Martes, 8 de Enero de 2008

La Presidencia eslovena quiere firmar el acuerdo con Serbia este mismo mes

EFE ·08/01/2008 - 15:17h

EFE - El primer ministro esloveno, Janez Janza (d), y la vicepresidenta de la Comisión Europea, Margot Wallstrom, durante su encuentro en Brdo, cerca de Kranj, Eslovenia, hoy martes 8 de enero. Eslovenia ejercerá este semestre la presidencia rotatoria de la Unión Europea.

El ministro esloveno de Asuntos Exteriores, Dimitrij Rupel, se ha mostrado hoy partidario de firmar cuanto antes, si es posible este mismo mes, el acuerdo de estabilización y asociación entre la Unión Europea (UE) y Serbia, aunque ha reconocido que el objetivo "no es fácil".

Rupel, que ejerce desde el primero de enero la presidencia rotatoria del Consejo de la UE, ha anunciado su intención de visitar o contactar en los próximos días a aquellos colegas europeos que son reticentes a dar ese paso.

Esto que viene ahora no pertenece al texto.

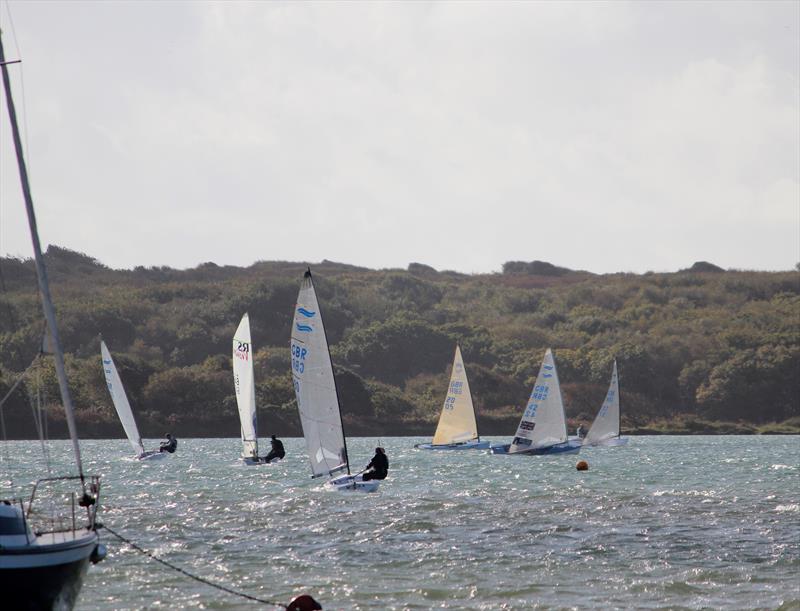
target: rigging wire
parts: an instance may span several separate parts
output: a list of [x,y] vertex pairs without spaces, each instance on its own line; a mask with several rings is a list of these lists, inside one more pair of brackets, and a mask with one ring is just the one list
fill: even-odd
[[17,30],[14,27],[14,18],[11,16],[11,4],[5,0],[6,14],[8,15],[8,23],[11,26],[11,39],[14,41],[14,48],[17,50],[17,58],[19,60],[19,91],[22,98],[22,132],[25,139],[25,150],[28,151],[26,164],[28,166],[28,175],[31,174],[31,160],[30,160],[30,143],[28,142],[28,110],[25,105],[25,74],[22,66],[22,52],[19,50],[19,40],[17,39]]
[[5,405],[6,401],[8,401],[8,399],[11,397],[11,395],[14,394],[14,391],[17,390],[17,387],[25,379],[25,376],[31,370],[31,367],[33,367],[36,364],[36,361],[39,360],[39,356],[40,355],[37,354],[33,358],[33,360],[31,361],[31,364],[28,365],[25,368],[25,371],[23,371],[19,375],[19,377],[17,378],[17,381],[14,382],[11,385],[11,388],[8,389],[8,392],[6,393],[6,395],[2,399],[0,399],[0,431],[2,432],[2,435],[3,435],[3,461],[5,462],[6,465],[8,465],[8,480],[9,480],[9,485],[11,486],[12,489],[14,488],[14,477],[13,477],[13,471],[11,469],[11,455],[10,455],[10,453],[8,451],[8,443],[7,443],[8,442],[8,436],[6,434],[6,417],[5,417],[5,412],[3,411],[3,406]]
[[189,571],[187,571],[185,569],[182,569],[181,567],[176,566],[176,565],[172,564],[171,562],[167,562],[166,560],[164,560],[162,558],[159,558],[158,556],[156,556],[152,552],[147,551],[143,547],[140,547],[139,545],[137,545],[136,543],[134,543],[133,541],[131,541],[127,537],[124,537],[123,535],[121,535],[118,532],[116,532],[110,526],[106,526],[105,524],[97,524],[97,528],[105,528],[108,532],[110,532],[112,535],[114,535],[117,539],[119,539],[120,541],[122,541],[124,543],[127,543],[133,549],[135,549],[137,552],[141,552],[142,554],[144,554],[145,556],[147,556],[151,560],[155,560],[156,562],[160,562],[161,564],[163,564],[167,568],[170,568],[173,571],[178,571],[179,573],[182,573],[183,575],[185,575],[186,577],[189,577],[190,579],[194,579],[195,581],[199,581],[200,583],[205,584],[207,586],[210,586],[212,588],[216,588],[217,590],[222,590],[223,592],[227,592],[228,594],[233,594],[234,596],[240,596],[242,598],[246,598],[247,600],[252,600],[252,601],[257,602],[257,603],[262,603],[264,605],[272,605],[274,607],[280,607],[281,609],[288,609],[289,608],[287,605],[284,605],[283,603],[275,602],[274,600],[266,600],[264,598],[257,598],[255,596],[251,596],[250,594],[245,594],[244,592],[238,592],[237,590],[233,590],[232,588],[229,588],[227,586],[223,586],[222,584],[215,583],[213,581],[205,579],[204,577],[199,577],[198,575],[194,575],[193,573],[190,573]]
[[[47,437],[47,396],[45,395],[44,402],[42,401],[42,367],[41,360],[39,366],[36,368],[36,396],[35,401],[31,401],[31,410],[33,411],[33,421],[36,424],[36,432],[39,435],[39,444],[42,446],[42,456],[44,457],[45,467],[47,468],[47,476],[52,477],[52,469],[50,463],[50,449],[45,443]],[[43,408],[42,405],[45,405]]]

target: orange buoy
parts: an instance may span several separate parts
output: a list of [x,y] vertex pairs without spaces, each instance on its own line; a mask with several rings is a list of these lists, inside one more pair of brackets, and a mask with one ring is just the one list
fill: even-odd
[[585,460],[579,460],[578,464],[575,465],[575,468],[578,471],[588,471],[589,470],[589,463],[586,462]]

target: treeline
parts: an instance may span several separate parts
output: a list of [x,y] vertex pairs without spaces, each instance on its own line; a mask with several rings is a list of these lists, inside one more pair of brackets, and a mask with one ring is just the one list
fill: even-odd
[[[46,261],[82,436],[121,436],[100,366],[108,344],[142,434],[236,436],[231,338],[249,312],[262,434],[299,435],[289,333],[306,264],[113,270],[50,247]],[[465,275],[413,263],[312,266],[350,434],[432,434],[455,344],[485,434],[512,434],[547,347],[573,426],[588,424],[617,359],[623,426],[639,432],[799,432],[800,273],[594,275],[541,261]],[[0,395],[36,356],[44,324],[32,261],[0,260]],[[4,408],[65,432],[50,359]]]

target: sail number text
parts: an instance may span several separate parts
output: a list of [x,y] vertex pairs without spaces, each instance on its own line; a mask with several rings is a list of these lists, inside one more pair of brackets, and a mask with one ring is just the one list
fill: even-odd
[[308,349],[302,348],[297,344],[292,344],[292,370],[297,373],[303,373],[306,368],[305,360],[308,355]]

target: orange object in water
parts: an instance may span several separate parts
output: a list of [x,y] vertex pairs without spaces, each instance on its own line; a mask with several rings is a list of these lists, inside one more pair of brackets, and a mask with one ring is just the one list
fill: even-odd
[[589,463],[586,462],[585,460],[579,460],[578,464],[575,465],[575,468],[578,471],[588,471],[589,470]]

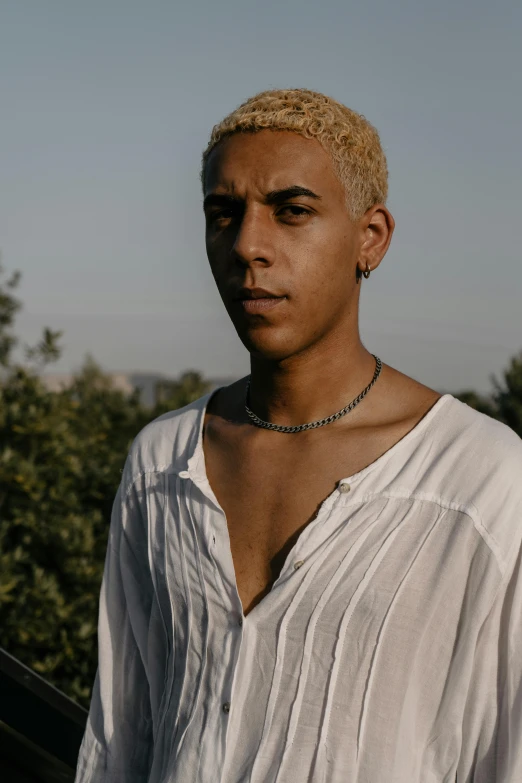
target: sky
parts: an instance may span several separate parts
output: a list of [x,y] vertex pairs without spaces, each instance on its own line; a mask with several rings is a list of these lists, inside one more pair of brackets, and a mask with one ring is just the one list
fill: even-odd
[[3,0],[0,249],[23,342],[55,371],[249,372],[204,245],[212,126],[306,87],[364,114],[392,245],[361,334],[439,391],[487,392],[522,350],[522,4],[483,0]]

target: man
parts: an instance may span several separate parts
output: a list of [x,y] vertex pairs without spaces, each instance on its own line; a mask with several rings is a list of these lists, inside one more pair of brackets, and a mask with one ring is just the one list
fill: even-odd
[[522,780],[522,446],[361,343],[377,132],[263,92],[202,184],[251,373],[132,446],[77,783]]

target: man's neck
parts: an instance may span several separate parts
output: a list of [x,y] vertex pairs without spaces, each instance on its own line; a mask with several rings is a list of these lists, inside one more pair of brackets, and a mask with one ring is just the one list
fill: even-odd
[[251,357],[249,407],[276,424],[315,421],[348,405],[374,372],[375,359],[360,340],[312,348],[284,362]]

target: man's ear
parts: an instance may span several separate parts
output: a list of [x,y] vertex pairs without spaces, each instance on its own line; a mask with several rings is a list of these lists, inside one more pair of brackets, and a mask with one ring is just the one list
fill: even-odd
[[395,220],[384,204],[376,204],[364,213],[360,225],[363,238],[357,261],[358,279],[381,263],[390,246]]

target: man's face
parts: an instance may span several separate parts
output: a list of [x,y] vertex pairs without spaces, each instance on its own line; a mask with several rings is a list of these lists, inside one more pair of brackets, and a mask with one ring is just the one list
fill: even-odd
[[[364,231],[350,220],[345,200],[330,156],[315,139],[289,131],[236,133],[212,151],[207,255],[251,354],[281,361],[356,326]],[[238,298],[243,287],[281,298],[264,309]]]

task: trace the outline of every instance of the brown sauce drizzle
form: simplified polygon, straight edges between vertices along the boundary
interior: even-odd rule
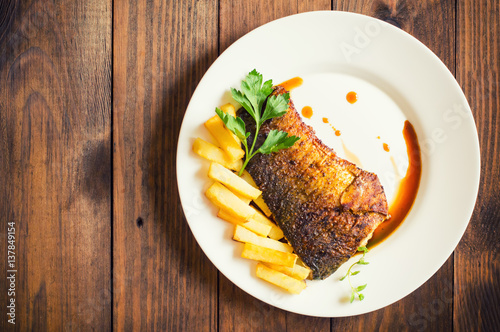
[[[304,108],[302,108],[302,115],[304,116],[304,118],[310,119],[311,116],[313,116],[312,107],[311,106],[304,106]]]
[[[406,142],[409,165],[406,175],[401,179],[399,190],[392,205],[389,207],[391,217],[380,224],[373,232],[373,237],[368,241],[368,246],[373,248],[389,237],[406,218],[417,197],[420,175],[422,174],[422,159],[417,134],[412,124],[406,120],[403,128],[403,137]]]
[[[304,82],[304,80],[300,77],[294,77],[294,78],[291,78],[283,83],[280,83],[278,85],[281,85],[282,87],[285,88],[285,90],[287,91],[290,91],[292,89],[295,89],[295,88],[298,88],[299,86],[302,85],[302,83]]]
[[[389,149],[389,144],[384,143],[384,144],[382,144],[382,146],[384,147],[384,151],[385,151],[385,152],[389,152],[389,151],[391,151],[391,149]]]

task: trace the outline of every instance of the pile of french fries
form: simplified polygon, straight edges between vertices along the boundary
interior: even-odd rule
[[[232,104],[220,109],[236,116]],[[205,127],[217,142],[215,145],[197,138],[193,144],[196,154],[212,162],[208,177],[214,183],[205,195],[219,208],[217,216],[235,225],[233,240],[245,244],[241,257],[258,261],[257,277],[299,294],[311,270],[298,260],[288,243],[280,241],[283,231],[269,219],[271,211],[250,174],[244,171],[240,177],[233,172],[240,170],[245,155],[239,139],[218,115],[205,122]]]

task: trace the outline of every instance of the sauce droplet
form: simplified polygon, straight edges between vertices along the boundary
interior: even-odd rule
[[[351,91],[347,94],[347,96],[345,96],[345,99],[347,99],[350,104],[354,104],[358,101],[358,94],[354,91]]]
[[[280,83],[278,85],[281,85],[282,87],[285,88],[285,90],[290,91],[292,89],[295,89],[295,88],[298,88],[299,86],[301,86],[303,82],[304,82],[304,80],[302,78],[294,77],[294,78],[291,78],[288,81],[285,81],[285,82]]]
[[[382,146],[384,147],[385,152],[391,151],[391,149],[389,149],[389,145],[387,143],[382,144]]]
[[[304,116],[304,118],[310,119],[313,115],[313,109],[311,108],[311,106],[304,106],[304,108],[302,108],[302,115]]]
[[[323,122],[324,123],[328,123],[328,118],[323,118]],[[342,133],[340,132],[340,130],[337,130],[337,128],[335,128],[332,124],[330,124],[330,127],[332,127],[333,132],[335,133],[335,136],[342,135]]]
[[[380,139],[380,136],[377,136],[377,139]]]
[[[396,198],[389,207],[391,217],[375,229],[373,237],[368,242],[370,248],[382,242],[398,228],[410,212],[417,197],[420,175],[422,174],[422,159],[417,133],[408,120],[405,121],[403,136],[406,142],[406,152],[408,153],[408,169],[405,177],[401,179]]]

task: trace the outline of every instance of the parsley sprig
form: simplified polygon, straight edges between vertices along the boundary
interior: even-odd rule
[[[270,96],[273,92],[273,81],[268,80],[264,83],[262,81],[262,75],[254,69],[248,73],[245,80],[241,82],[241,91],[231,88],[233,99],[236,100],[255,121],[255,135],[250,147],[247,142],[250,133],[246,131],[243,119],[226,114],[218,107],[215,109],[215,112],[224,122],[226,127],[240,139],[245,147],[245,161],[238,173],[239,175],[243,173],[250,159],[257,153],[269,154],[281,149],[287,149],[300,139],[300,137],[297,136],[288,136],[288,133],[284,131],[271,130],[264,143],[258,149],[255,149],[257,136],[262,124],[266,120],[284,115],[288,110],[288,103],[290,101],[289,93]]]
[[[363,256],[361,256],[361,258],[353,263],[350,267],[349,267],[349,270],[347,270],[347,273],[345,274],[345,276],[343,276],[342,278],[340,278],[340,281],[344,280],[346,277],[347,277],[347,280],[349,281],[349,285],[351,286],[351,303],[354,301],[356,295],[358,296],[358,299],[360,301],[363,301],[363,299],[365,298],[365,296],[360,293],[363,289],[366,288],[366,285],[367,284],[364,284],[364,285],[361,285],[361,286],[357,286],[357,287],[354,287],[351,283],[351,276],[355,276],[356,274],[358,274],[360,271],[352,271],[352,268],[356,265],[367,265],[369,264],[367,261],[365,261],[365,255],[366,253],[368,252],[368,249],[366,247],[358,247],[358,251],[362,251],[363,252]]]

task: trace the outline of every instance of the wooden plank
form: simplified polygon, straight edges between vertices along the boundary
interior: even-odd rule
[[[418,38],[454,72],[455,5],[435,1],[333,2],[333,9],[357,12],[389,22]],[[390,272],[388,272],[390,273]],[[333,330],[452,329],[453,256],[423,286],[401,301],[362,316],[332,320]]]
[[[280,17],[329,10],[330,1],[220,1],[220,52],[247,32]],[[261,302],[219,277],[220,331],[330,331],[330,319],[292,314]]]
[[[17,330],[111,328],[110,6],[0,6],[2,331],[11,298]]]
[[[481,147],[476,209],[455,251],[453,326],[496,331],[500,326],[500,4],[459,1],[457,80],[469,101]]]
[[[183,218],[177,137],[217,56],[216,1],[115,1],[113,326],[216,329],[217,272]]]
[[[222,53],[238,38],[278,18],[312,10],[329,10],[330,1],[220,1],[220,42]]]

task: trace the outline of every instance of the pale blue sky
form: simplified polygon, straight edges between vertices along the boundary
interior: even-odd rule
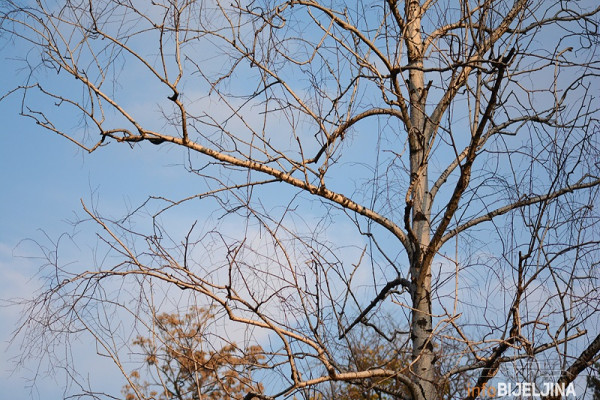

El problema principal sigue siendo la exigencia de que Belgrado "coopere plenamente" con el Tribunal Penal Internacional (TPIY) para la antigua Yugoslavia en la captura y entrega de los presuntos criminales de guerra serbobosnios Radovan Karadzic y Ratko Mladic, prófugos de la justicia internacional desde hace una década.

Según el ministro esloveno, la "plena cooperación" sigue siendo una exigencia, no ha desaparecido, aunque "la cuestión es cómo definirla".

En su opinión, "debe ser el Consejo de la UE" el que valore si las autoridades de Belgrado cumplen la condición, aunque "por supuesto consultaremos al nuevo fiscal jefe del TPIY".

En una comparecencia posterior ante los medios, también en Liubliana, el comisario europeo para la Ampliación, Olli Rehn, ha sido más contundente al afirmar que la plena cooperación con el TPIY "sigue siendo esencial" para que la UE pueda firmar el acuerdo con Serbia, considerado la antesala de un eventual ingreso en la Unión.

Rehn también ha anunciado que consultará muy pronto al nuevo fiscal jefe del TPIY, el belga Serge Brammertz, sobre el grado de cooperación de Belgrado con el Tribunal.

Por su parte, el ministro Rupel ha negado categóricamente cualquier vínculo directo entre el proceso de acercamiento de Serbia a la UE y la solución al problema del estatuto final de Kosovo, la provincia de mayoría albanesa que aspira a la independencia.

Rupel ha llegado a calificar de "explosiva" la vinculación entre ambos asuntos y ha reprochado al primer ministro serbio, Vojislav Kostunica, el haber planteado un "dilema artificial" al amenazar con dar la espalda a Europa si los europeos reconocen la independencia de Kosovo.

"Serbia es parte de Europa y los europeos necesitamos a Serbia. Es urgente que resolvamos cuanto antes este malentendido, por eso es importante que demos ese pequeño paso y firmemos el acuerdo", ha dicho Rupel.

Para el presidente de turno del Consejo de la UE, en la cuestión de Kosovo la Unión debe proceder "no con lentitud, pero sí con cautela", porque la estabilidad de la entera región de los Balcanes está en juego.

Una vez decidido por parte de la UE el envío a Kosovo de una misión civil para contribuir a la estabilización del territorio, el siguiente paso debería ser coordinar con las autoridades de Pristina la puesta en marcha del proceso.

Pero los albano-kosovares, según Rupel, "todavía no están listos".